80% des vignobles cogérés par des femmes

"Je ne peux pas vous donner de chiffres précis, explique Mélanie Gore, directrice générale du Conseil des vins du Québec, parce que la grande majorité des vignobles du Québec sont des entreprises familiales, où le couple gère le vignoble. Il est plus rare que ce soit seulement une femme ou seulement un homme. Donc quand vous demandez combien des 165 vignobles du Québec sont gérés par des femmes, certainement près de 80% sont copropriétaires.
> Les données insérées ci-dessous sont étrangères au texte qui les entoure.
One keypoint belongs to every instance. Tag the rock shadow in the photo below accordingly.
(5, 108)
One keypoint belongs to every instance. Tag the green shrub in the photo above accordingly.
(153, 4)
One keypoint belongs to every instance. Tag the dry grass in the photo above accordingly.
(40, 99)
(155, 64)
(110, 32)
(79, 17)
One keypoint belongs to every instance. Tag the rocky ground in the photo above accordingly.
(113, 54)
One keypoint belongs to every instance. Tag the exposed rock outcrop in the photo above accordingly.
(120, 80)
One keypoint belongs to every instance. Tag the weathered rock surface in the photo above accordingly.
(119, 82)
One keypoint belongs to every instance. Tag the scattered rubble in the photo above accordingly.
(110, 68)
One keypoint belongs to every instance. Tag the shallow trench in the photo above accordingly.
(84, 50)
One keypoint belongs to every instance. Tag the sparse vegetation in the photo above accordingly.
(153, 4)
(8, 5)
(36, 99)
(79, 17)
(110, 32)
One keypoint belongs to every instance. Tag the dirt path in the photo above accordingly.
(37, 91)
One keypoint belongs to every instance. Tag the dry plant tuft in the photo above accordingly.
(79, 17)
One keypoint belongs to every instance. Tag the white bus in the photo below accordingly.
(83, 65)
Puis, quand on travaille dans un vignoble, autant au champ, au chai, à la vente, à l’agrotourisme, les femmes sont intégrées dans l’ensemble de ces tâches"

Depuis une dizaine d’années, avec la création de nouveaux domaines, les femmes ont fait leur entrée dans le secteur et ça a beaucoup changé. Véronique Hupin

Chaque année, le Conseil des vins du Québec tient son assemblée générale où tous les vignobles membres sont conviés. "Je vous assure que les femmes sont bien présentes et en très grand nombre, précise Mélanie Gore. En fait, la plupart des membres du Conseil des vins du Québec viennent en couple – si c’est seulement l’un des deux qui vient, c'est pour des raisons d’efficacité ! Avoir un vignoble au Québec est très exigeant, alors travailler en couple ou en famille est souvent le modèle".

Véronique Hupin

Véronique Hupin, vigneronne et copropriétaire du domaine Les Pervenches

@Terriennes/Catherine François

Les temps changent

C’est le cas de Véronique Hupin, propriétaire du vignoble Les Pervenches avec son conjoint Michael Marler : ils ont acheté le domaine en 2000, dans la région de Farnham, dans les Cantons de l’Est. Une sorte de retour aux sources pour Véronique, qui vient d’une famille d’agriculteurs : "Quand j’ai commencé, il y a vingt-cinq ans, se souvient la vigneronne, il n’y avait vraiment pas beaucoup de femmes, c’était très masculin, avec une vieille garde assez macho. Mais depuis une dizaine d’années, avec la création de nouveaux domaines, les femmes ont fait leur entrée dans le secteur et ça a beaucoup changé".

Nous prenons souvent des stagiaires qui viennent de France et qui sont abasourdies par le nombre de femmes qu'elles voient autour d'elles. Ève Rainville

Un constat que fait également Ève Rainville, copropriétaire du Domaine Bergeville qu’elle a fondé en 2008 avec son conjoint Marc Théberge, en plein cœur des Cantons-de-l’Est, magnifique région à l’est de Montréal : "Je pense que nous sommes assez choyés au Québec, parce que les femmes ont pris et occupent une belle place, et ce depuis une dizaine d'années, tant dans les vignes que dans les cuves. On est choyé parce que c'est ça reste un milieu assez masculin dans d'autres régions du monde, comme en France. Ici, je peux nommer plusieurs femmes qui sont mises en avant, tant en viticulture qu'en vinification. Et il y a aussi une ouverture de la part de nos collègues masculins. Nous prenons souvent, dans le domaine, des stagiaires qui viennent de France et qui sont abasourdies par le nombre de femmes qu'elles voient autour d'elles, comparé à la France".

Regard croisé

Geneviève Thisdel, elle, est vigneronne, cheffe de produits, au domaine Les Bacchantes, dans le sud du Québec, tout près de la frontière américaine. Elle a aussi développé ses propres vins, sous l’étiquette "En roue libre" en parallèle aux produits des Bacchantes. 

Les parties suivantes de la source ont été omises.